Here is my story - cancer of the larynx

Oct 17 I had a cranky voice, sounded like a cold was coming but after 3 weeks I still had the voice but no cold came so my family told me to go to the doctors and get it checked out. 

I saw a fantastic doctor, who referred me right away for a scan as I used to be a smoker and just before Christmas had the deversating confirmation it was cancer of the larynx but they were very confident as it had been caught so early. It was very hard to have an enjoyable Christmas, my family were great but it kept you awake at night as it would anyone. 

What a hell of a start I had to 2018, the decision was made to do radiotherapy and that was tough, one of the toughest things I had done in my life. There were so many days I just didn’t want to go back and give up but the family and hospital support I had made it so I couldn’t to which i am truly grateful for. 

I finished my 6 weeks of radiotherapy and all I could do then was wait to see if it had worked. For anyone out there currently going through the same I encourage you to use reach outs such as this and any help and support offered to you. Radiotherapy was tough but the unknowing was even harder and felt like a life time. 

Radio therapy had serverly damaged by voice box and i lost my battle and in Feb 19 I had a full laryngectomy. I was distraught I felt like I had done the radiotherapy for nothing and it was very hard to pick myself up and prepare myself for the next step. Accept any videos help and advice offered to you. I can now say with confidence as a fighter and a winner now of defeating cancer that nothing fully prepared me for how I would feel after the op. 

Ther were days in the hospital I just cried and when you in that mental state of mind it’s hard to see just how well you were doing. My family kept me smiling and were my rocks! 

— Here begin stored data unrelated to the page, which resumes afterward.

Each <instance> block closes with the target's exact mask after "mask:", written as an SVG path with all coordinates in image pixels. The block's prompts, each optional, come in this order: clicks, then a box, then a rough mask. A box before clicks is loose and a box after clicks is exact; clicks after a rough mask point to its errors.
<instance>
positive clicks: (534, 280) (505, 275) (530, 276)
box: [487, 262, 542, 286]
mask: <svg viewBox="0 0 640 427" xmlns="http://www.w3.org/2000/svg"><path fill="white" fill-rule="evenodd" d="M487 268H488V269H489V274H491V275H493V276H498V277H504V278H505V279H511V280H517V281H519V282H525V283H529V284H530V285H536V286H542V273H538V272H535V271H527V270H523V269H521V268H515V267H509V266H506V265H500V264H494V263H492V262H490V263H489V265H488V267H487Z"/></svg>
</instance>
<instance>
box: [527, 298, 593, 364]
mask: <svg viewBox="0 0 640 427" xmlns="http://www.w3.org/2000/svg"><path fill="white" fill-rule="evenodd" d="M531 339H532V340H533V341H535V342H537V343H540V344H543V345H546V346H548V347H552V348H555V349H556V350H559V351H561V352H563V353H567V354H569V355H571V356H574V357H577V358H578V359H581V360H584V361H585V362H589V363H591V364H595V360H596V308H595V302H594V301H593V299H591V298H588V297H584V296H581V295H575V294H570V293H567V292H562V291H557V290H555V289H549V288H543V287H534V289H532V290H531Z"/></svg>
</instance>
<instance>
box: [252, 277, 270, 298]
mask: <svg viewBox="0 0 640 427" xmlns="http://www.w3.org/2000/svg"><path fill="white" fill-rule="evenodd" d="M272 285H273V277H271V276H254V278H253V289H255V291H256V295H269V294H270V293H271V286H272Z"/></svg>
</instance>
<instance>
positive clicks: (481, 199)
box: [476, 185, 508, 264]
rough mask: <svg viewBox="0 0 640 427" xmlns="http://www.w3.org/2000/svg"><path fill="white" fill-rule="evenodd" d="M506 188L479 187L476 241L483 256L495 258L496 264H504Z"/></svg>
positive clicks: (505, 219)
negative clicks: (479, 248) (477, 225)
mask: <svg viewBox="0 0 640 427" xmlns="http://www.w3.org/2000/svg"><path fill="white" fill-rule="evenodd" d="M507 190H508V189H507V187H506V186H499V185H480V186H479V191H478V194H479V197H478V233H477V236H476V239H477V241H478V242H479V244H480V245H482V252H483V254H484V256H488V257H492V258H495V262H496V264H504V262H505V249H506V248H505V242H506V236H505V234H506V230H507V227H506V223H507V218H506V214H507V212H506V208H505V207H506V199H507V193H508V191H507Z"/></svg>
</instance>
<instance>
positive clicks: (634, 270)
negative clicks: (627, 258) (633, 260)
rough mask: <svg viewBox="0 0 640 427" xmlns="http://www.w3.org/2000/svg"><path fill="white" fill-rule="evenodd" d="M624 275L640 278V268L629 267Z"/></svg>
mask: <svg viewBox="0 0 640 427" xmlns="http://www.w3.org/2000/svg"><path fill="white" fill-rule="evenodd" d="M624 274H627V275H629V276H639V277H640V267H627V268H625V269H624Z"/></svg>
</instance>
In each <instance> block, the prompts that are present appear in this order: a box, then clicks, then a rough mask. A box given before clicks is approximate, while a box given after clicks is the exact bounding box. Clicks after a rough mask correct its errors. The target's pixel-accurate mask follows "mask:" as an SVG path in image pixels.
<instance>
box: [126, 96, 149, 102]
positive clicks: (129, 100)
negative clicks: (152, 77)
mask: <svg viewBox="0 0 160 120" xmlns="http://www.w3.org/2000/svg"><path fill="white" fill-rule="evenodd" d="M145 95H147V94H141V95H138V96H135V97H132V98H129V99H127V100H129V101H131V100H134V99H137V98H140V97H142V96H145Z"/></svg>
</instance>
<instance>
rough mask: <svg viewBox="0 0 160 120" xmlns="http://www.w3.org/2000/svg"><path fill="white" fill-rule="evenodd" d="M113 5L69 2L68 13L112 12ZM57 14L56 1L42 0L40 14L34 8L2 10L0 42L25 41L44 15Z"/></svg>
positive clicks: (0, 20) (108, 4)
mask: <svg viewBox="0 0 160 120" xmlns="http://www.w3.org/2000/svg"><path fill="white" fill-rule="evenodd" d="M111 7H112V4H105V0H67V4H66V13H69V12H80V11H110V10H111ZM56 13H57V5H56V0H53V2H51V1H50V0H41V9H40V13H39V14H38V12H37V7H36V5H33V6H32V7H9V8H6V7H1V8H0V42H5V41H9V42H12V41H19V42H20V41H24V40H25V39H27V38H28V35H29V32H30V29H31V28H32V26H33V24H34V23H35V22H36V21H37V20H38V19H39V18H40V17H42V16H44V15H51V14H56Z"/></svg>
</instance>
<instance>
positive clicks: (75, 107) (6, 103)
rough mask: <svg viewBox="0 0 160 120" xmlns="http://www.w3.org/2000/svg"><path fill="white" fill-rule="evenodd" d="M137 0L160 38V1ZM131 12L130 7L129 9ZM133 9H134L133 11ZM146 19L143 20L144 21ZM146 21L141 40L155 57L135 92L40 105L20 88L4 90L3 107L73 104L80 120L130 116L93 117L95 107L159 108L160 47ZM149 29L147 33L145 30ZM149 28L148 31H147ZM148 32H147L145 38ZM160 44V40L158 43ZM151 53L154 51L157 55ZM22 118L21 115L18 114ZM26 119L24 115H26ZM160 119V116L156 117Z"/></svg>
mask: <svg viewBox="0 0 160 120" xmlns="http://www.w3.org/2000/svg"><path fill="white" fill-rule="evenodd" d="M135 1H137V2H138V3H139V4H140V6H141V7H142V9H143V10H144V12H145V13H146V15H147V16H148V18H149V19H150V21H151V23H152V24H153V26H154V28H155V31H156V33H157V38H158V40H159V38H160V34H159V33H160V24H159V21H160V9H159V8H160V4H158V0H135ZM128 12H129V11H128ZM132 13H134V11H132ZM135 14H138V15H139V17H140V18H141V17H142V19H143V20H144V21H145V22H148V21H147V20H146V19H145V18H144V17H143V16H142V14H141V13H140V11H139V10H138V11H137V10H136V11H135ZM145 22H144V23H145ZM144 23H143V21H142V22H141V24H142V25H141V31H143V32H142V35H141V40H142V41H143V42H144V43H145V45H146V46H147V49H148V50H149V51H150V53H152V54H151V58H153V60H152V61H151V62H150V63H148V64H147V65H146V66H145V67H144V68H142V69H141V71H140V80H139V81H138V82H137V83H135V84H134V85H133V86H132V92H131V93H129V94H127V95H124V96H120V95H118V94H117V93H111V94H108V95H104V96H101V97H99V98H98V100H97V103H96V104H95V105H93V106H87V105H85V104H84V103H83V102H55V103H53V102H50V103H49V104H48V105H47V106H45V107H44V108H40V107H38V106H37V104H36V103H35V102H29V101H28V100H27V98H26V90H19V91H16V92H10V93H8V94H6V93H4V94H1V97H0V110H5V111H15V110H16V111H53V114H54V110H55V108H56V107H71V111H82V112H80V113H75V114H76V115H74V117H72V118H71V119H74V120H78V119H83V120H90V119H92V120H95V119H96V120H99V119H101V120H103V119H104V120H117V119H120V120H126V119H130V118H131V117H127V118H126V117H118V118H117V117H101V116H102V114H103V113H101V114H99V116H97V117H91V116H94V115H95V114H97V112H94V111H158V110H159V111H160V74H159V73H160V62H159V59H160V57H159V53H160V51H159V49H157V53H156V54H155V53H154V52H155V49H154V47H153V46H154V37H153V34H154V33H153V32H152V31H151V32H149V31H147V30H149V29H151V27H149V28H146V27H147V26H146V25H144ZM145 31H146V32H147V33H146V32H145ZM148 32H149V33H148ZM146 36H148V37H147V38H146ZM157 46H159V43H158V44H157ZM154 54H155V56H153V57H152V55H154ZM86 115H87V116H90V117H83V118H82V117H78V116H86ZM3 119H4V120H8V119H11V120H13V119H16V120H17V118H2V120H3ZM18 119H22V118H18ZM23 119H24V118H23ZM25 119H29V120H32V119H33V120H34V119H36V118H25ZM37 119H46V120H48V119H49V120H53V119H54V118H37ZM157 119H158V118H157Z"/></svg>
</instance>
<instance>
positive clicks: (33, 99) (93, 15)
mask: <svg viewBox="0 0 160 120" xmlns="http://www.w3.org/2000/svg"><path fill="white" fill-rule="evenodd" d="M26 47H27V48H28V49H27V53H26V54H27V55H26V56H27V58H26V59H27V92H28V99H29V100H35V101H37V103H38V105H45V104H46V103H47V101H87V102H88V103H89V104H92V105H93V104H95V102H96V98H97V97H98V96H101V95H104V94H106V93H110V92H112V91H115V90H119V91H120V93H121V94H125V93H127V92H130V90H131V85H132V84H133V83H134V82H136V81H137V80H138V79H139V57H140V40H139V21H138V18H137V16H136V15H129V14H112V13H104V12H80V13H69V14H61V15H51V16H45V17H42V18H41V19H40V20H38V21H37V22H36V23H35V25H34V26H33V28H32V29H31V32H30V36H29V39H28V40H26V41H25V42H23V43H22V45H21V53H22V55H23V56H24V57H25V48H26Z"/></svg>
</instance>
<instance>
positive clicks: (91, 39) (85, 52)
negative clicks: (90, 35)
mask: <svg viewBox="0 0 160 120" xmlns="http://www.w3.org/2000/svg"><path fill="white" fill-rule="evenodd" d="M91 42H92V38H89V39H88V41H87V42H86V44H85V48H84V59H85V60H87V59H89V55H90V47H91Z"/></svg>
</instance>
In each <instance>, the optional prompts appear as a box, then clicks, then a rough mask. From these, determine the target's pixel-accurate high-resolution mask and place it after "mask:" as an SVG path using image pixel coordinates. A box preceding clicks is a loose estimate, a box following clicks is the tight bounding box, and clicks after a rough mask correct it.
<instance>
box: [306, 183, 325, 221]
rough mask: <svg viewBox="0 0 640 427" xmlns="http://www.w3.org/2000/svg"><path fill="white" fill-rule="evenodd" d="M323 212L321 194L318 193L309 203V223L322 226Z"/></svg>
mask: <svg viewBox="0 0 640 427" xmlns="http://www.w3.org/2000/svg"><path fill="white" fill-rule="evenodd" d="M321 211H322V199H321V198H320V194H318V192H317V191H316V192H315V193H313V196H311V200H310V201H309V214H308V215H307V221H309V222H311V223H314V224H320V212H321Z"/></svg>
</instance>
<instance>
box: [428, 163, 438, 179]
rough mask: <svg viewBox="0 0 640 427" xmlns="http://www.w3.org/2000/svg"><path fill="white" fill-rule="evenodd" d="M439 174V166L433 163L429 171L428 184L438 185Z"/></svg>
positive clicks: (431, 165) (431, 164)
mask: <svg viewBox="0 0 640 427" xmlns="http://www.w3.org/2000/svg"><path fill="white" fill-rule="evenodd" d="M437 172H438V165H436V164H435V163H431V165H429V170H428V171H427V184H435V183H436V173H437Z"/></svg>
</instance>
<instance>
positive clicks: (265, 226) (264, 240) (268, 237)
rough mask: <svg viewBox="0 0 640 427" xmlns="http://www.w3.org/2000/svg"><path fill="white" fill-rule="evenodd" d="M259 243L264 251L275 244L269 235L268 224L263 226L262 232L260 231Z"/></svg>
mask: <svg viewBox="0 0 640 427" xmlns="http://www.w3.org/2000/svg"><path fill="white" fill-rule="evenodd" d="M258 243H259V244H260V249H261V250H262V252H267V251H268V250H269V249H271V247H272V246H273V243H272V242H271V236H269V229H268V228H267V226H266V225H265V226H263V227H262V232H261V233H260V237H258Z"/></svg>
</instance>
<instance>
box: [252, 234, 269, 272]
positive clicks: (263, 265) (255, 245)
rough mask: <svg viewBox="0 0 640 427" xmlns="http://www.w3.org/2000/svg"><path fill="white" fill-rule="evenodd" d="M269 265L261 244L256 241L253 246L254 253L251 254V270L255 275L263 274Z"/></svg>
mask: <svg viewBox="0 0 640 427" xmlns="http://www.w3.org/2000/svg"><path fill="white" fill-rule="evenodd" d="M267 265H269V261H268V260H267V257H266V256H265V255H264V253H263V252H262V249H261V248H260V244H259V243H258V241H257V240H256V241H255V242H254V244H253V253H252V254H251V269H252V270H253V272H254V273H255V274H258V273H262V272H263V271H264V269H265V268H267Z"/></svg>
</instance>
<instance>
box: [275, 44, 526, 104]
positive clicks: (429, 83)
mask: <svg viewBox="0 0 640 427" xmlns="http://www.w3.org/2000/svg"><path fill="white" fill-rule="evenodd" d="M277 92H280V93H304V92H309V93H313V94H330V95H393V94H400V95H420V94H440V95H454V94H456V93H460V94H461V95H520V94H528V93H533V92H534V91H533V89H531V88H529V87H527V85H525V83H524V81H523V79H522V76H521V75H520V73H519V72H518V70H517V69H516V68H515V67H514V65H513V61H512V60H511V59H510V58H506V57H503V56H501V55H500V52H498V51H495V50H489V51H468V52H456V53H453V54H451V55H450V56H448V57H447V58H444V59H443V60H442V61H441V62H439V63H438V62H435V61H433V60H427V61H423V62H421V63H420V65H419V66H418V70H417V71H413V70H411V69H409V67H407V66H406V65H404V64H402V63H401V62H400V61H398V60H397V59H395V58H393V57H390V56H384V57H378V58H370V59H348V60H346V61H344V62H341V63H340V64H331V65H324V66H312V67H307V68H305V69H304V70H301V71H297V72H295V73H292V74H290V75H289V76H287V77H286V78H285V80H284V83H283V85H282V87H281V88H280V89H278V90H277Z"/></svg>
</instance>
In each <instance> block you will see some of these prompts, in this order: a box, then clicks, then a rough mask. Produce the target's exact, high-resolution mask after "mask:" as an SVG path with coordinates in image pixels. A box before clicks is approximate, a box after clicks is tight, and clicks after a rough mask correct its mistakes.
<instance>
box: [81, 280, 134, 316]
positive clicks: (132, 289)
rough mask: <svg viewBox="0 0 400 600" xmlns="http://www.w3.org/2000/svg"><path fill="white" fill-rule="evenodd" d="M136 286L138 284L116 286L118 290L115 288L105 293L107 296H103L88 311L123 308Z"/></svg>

Doctors and nursing staff were beyond amazing, without there support and the support of my family I would it be doing as well as I am today. 

Everyday I am learning something new about my new life without my voice box and all I can say is life is not over! I do more now than I did with efforts I made to keep ,my voice box. 

Not everyone is as lucky to have as much family support as I did which is why I have shared my story with you. Any member of my family or me would be happy to talk or more importantly listen to anyone going through this. I know how you feel, it’s OK to have those thoughts about giving up but don’t! Life is precious and together were beat cancer.